Uncompressing: tar -xvf file.tar: Uncompresses file.tar and it puts to a /file folder

tar -xvfz file.tar.gz:Uncompresses gz then tar and it puts to a /file folder

tar -xvfj file.bz2:Uncompresses file.bz2 and it puts to a /file folder


Mounting – or connecting devices to the computer. Well, what happens of it doesn't work automatically, for example we didn't mount a hard drive under installation?

This is the base syntax of the mount command:

mount -t type device mount_folder - if we want to mount manually
mount -ta device mount_folder - if we want to detect the file system automatically
  • we mount by detection

type can be:

ext,ext2,ext3,ext4, fat, ISO9660, msdos, ntfs, udf, xfs etc.

if I want to mount a CD then the mounting would be like (from step to step):

mount -t ISO9660 /dev/sr0 /media/cd

Previously files were mounted to /mnt, but modern systems put them into /media folder.

In case of DVD it would be udf.

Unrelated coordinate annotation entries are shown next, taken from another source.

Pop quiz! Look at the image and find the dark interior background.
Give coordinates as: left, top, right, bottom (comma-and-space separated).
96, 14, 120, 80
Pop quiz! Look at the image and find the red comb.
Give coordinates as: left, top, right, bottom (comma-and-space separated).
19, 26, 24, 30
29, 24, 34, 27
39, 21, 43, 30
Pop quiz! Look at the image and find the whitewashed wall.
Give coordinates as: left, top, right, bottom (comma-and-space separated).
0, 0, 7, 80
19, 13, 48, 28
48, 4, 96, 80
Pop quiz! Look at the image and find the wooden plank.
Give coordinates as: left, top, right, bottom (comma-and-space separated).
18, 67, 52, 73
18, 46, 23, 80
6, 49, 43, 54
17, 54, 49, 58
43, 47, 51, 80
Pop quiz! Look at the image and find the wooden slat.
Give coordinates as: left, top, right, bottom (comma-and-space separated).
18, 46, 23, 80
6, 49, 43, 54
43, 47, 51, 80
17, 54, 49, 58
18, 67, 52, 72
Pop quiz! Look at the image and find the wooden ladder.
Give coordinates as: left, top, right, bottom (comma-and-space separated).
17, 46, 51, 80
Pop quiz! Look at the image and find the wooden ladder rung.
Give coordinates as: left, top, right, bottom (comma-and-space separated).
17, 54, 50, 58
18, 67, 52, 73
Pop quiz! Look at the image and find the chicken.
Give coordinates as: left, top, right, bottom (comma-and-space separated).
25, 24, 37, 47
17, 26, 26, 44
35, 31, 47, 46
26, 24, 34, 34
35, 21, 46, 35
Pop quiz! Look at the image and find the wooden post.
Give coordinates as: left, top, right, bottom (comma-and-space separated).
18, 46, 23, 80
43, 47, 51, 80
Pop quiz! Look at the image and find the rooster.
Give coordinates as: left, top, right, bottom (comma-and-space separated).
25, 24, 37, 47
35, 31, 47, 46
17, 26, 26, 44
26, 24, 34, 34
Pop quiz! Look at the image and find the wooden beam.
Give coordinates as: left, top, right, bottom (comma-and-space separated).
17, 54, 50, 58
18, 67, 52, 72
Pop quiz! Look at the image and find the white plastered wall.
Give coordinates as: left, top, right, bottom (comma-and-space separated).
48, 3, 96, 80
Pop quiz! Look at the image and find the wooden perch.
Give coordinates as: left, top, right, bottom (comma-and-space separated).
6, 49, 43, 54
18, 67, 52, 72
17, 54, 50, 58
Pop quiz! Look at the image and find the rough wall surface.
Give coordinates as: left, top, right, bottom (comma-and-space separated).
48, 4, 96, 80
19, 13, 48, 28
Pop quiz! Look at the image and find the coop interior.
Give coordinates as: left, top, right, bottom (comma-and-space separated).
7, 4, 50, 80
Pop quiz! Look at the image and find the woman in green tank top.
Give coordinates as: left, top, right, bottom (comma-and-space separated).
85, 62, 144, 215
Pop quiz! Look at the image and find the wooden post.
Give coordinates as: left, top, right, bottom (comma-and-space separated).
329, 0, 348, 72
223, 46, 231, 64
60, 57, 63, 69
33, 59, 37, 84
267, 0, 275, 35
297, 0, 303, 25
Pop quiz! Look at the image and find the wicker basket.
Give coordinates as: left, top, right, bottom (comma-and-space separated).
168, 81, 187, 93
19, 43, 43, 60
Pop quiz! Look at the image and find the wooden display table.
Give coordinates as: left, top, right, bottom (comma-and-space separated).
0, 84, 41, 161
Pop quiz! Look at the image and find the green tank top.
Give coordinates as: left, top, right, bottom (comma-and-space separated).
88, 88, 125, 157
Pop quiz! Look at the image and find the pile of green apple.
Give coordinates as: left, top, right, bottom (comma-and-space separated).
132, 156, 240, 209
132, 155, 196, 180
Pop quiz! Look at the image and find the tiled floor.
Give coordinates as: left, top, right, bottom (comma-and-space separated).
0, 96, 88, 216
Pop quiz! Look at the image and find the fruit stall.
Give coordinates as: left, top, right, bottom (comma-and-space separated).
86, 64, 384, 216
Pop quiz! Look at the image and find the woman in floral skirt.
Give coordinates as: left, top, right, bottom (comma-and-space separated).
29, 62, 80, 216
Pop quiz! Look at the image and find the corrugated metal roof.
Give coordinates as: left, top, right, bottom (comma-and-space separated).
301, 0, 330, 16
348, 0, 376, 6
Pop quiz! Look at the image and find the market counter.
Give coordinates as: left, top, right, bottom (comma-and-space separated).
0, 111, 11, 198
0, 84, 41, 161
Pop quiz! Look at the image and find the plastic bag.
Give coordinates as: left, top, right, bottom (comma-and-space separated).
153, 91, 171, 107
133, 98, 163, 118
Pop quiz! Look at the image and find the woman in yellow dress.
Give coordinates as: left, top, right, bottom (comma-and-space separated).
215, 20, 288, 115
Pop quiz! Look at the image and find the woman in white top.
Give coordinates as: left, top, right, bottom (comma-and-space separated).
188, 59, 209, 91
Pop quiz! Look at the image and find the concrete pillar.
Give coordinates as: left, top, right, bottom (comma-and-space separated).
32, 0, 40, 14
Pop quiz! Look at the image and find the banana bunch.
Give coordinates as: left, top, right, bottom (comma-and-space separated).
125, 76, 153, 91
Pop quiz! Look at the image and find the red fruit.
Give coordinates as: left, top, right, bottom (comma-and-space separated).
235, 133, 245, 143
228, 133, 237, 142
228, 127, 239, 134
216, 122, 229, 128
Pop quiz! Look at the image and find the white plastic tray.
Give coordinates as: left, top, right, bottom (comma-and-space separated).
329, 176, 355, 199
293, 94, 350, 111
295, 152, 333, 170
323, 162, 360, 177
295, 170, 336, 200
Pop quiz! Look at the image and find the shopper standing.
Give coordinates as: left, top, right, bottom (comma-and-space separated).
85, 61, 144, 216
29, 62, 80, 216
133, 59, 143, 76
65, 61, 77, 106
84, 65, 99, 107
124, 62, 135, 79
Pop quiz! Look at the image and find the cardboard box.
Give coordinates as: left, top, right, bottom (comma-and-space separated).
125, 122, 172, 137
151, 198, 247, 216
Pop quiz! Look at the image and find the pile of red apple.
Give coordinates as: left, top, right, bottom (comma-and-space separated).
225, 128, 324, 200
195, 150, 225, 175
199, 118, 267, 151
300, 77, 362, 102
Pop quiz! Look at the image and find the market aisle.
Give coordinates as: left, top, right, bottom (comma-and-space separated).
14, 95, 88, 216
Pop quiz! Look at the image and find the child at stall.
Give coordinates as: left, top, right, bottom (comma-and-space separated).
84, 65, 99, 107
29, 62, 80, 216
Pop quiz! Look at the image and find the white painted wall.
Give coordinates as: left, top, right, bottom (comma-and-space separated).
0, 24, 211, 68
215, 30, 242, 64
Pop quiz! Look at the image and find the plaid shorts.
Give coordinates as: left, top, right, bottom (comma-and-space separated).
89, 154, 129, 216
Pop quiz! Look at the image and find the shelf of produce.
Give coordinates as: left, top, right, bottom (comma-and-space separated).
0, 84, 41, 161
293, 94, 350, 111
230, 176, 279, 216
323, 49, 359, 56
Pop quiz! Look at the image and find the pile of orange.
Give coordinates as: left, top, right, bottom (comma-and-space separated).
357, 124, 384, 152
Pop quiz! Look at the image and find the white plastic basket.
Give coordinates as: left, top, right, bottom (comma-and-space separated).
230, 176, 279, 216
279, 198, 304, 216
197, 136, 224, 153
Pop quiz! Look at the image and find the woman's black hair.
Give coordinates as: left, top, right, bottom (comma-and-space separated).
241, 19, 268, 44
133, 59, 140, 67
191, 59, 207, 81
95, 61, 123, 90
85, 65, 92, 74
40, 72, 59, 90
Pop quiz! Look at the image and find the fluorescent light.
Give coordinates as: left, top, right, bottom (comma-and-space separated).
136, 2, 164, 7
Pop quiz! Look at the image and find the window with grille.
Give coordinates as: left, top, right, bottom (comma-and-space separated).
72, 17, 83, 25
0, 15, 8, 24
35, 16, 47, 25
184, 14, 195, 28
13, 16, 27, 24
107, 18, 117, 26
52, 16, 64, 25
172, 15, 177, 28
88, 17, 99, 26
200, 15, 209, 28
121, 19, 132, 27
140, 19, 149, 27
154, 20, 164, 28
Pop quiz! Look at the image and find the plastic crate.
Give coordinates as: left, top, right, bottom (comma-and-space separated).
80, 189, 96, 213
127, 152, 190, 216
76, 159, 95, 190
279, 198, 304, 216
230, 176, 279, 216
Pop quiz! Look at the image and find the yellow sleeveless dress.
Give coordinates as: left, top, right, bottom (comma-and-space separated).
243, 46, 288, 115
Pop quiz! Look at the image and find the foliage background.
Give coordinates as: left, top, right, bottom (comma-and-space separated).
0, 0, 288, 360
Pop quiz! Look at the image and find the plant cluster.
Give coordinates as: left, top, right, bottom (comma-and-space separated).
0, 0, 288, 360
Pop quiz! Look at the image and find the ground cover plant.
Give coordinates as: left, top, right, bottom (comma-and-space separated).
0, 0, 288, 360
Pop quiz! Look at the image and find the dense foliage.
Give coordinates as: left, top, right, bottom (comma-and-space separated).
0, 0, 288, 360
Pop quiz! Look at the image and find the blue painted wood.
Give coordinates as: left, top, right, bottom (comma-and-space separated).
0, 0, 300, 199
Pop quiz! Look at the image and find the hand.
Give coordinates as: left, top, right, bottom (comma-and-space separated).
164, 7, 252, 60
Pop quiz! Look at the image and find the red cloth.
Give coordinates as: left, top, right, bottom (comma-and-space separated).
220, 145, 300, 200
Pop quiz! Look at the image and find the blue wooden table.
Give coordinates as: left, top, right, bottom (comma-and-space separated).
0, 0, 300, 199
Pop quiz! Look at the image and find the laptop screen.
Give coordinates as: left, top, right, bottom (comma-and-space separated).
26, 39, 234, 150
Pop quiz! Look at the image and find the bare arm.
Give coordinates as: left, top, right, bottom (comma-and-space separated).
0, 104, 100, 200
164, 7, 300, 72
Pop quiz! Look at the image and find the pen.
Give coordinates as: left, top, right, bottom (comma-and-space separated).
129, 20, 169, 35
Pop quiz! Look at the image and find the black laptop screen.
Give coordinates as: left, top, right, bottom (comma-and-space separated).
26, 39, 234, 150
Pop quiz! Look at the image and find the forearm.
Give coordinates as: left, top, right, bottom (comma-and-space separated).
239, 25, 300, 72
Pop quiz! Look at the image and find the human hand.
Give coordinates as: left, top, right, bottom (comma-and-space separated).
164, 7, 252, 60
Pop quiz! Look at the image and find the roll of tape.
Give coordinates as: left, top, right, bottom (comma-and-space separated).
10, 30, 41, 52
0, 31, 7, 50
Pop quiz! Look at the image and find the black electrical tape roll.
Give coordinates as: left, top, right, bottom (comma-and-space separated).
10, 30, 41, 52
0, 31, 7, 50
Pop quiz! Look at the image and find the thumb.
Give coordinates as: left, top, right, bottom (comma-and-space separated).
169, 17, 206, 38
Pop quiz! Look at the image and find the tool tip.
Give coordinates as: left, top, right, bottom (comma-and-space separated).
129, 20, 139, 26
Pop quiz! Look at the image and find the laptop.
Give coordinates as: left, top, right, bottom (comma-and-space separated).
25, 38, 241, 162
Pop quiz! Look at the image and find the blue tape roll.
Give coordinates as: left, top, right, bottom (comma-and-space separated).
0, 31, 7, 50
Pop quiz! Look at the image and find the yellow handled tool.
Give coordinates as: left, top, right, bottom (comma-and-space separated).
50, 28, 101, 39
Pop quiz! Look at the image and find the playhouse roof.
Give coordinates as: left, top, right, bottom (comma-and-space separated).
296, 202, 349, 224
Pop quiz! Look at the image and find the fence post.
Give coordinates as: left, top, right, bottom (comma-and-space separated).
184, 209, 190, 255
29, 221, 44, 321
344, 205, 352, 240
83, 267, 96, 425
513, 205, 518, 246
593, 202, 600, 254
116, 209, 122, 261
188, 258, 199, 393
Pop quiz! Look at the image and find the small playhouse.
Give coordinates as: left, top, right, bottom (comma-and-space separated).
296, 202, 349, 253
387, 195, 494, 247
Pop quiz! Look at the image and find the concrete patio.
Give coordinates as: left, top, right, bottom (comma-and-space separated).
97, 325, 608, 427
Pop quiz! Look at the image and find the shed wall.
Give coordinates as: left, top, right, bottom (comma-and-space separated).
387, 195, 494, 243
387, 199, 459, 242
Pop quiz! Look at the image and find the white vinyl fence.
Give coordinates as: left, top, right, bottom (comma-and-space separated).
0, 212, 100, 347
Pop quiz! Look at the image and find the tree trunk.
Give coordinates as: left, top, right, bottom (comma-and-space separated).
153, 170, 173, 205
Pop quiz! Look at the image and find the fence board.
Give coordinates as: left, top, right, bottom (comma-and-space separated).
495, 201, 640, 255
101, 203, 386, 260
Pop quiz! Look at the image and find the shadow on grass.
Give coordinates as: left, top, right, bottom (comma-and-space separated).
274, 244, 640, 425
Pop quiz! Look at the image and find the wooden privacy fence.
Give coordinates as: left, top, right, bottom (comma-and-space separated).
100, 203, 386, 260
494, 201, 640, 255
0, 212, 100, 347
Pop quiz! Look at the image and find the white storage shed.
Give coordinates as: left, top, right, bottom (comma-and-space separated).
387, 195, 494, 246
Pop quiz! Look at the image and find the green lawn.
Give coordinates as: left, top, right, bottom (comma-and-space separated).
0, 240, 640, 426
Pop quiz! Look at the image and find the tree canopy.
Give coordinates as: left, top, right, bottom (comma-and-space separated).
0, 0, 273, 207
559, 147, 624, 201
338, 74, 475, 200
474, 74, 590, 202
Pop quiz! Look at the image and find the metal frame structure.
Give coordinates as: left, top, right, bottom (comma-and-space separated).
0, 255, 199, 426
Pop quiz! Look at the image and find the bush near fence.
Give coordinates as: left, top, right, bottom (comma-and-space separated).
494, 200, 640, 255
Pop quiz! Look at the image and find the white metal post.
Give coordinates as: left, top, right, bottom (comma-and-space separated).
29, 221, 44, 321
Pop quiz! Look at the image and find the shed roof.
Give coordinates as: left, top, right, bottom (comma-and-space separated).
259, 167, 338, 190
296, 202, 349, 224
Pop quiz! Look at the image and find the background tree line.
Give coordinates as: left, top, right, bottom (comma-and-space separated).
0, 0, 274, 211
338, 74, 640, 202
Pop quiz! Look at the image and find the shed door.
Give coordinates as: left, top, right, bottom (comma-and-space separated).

You may ask, but DVD was in ISO too, yes, just in ISO there is a filesize limit, which is 2/4 GB, so in cas of DVD it's impossible to write a file bigger than the limit, even if the one layer - one sided DVD has a capacity of 4.7 GB.

We can give specific parameters at mounting with -o switch, separating them with commas (not all):

async – asynchronized I/O operations -> sync: synchronized I/O operations

atime – it updates the access time of inodes in the filesystem at every access, this is the kernel default.

noatime – it won't update the inode's access time in the filesystem

auto – automatically mounts the partition while booting (we have to do this in the case of non-root drives) and mount -a also does the same

noauto – it won't be mounted automatically, so we have to mount it manually

defaults: rw, suid, dev, exec, auto, nouser, async, and relatime

remount – Attempt to remount an already-mounted filesystem.

ro – read-only

rw – read/write

dev – Interpret character or block special devices on the filesystem.

nouser – Forbid an ordinary (i.e., non-root) user to mount the filesystem.

relatime – Update inode access times relative to modify or change time.

suid –Allow set-user-identifier or set-group-identifier bits to take effect.

other parameters: man mount command /

So how does it work then?[edit]

For e.g. we want to mount a device, that is writeable, can be mounted only by root, and we don't want to mount it automatically by boot, it has ext4 filesystem, we want to use the setuid, setgid bits, and it's in the first HDD's first partition, then i have to type this:

mount -t ext4 -o rw,noauto,nouser,suid /dev/sda1 /mnt/data

But first we need to create a folder for the partition we want to mount, else the command will alert that there's no such directory.

sudo mkdir /mnt/data

Then we edit the /etc/fstab file with e.g. nano, and we add the second line's content to the file:

# <file system>    <dir>    <type>   <options>            <dump> <pass>
/dev/sda1        /mnt/data  ext4    rw,noauto,nouser,suid  0     1


file system = this means the partition we want to mount

dir = this means the path we want to mount it

type = type of filesystem

options = options, that i mentioned above

dump = dump should make a copy of the file system or not, 0 means no, 1 means yes

pass = fsck decides by this that in what order it wants to check the filesystems, 1 is the root's, 2 is other file systems', in case of 0 the particular filesystem won't be checked

Unmounting is easier than mounting since just we have to give what we want to remove:

umount /dev/sda1 - we remove the first HDD/SSD's first partition.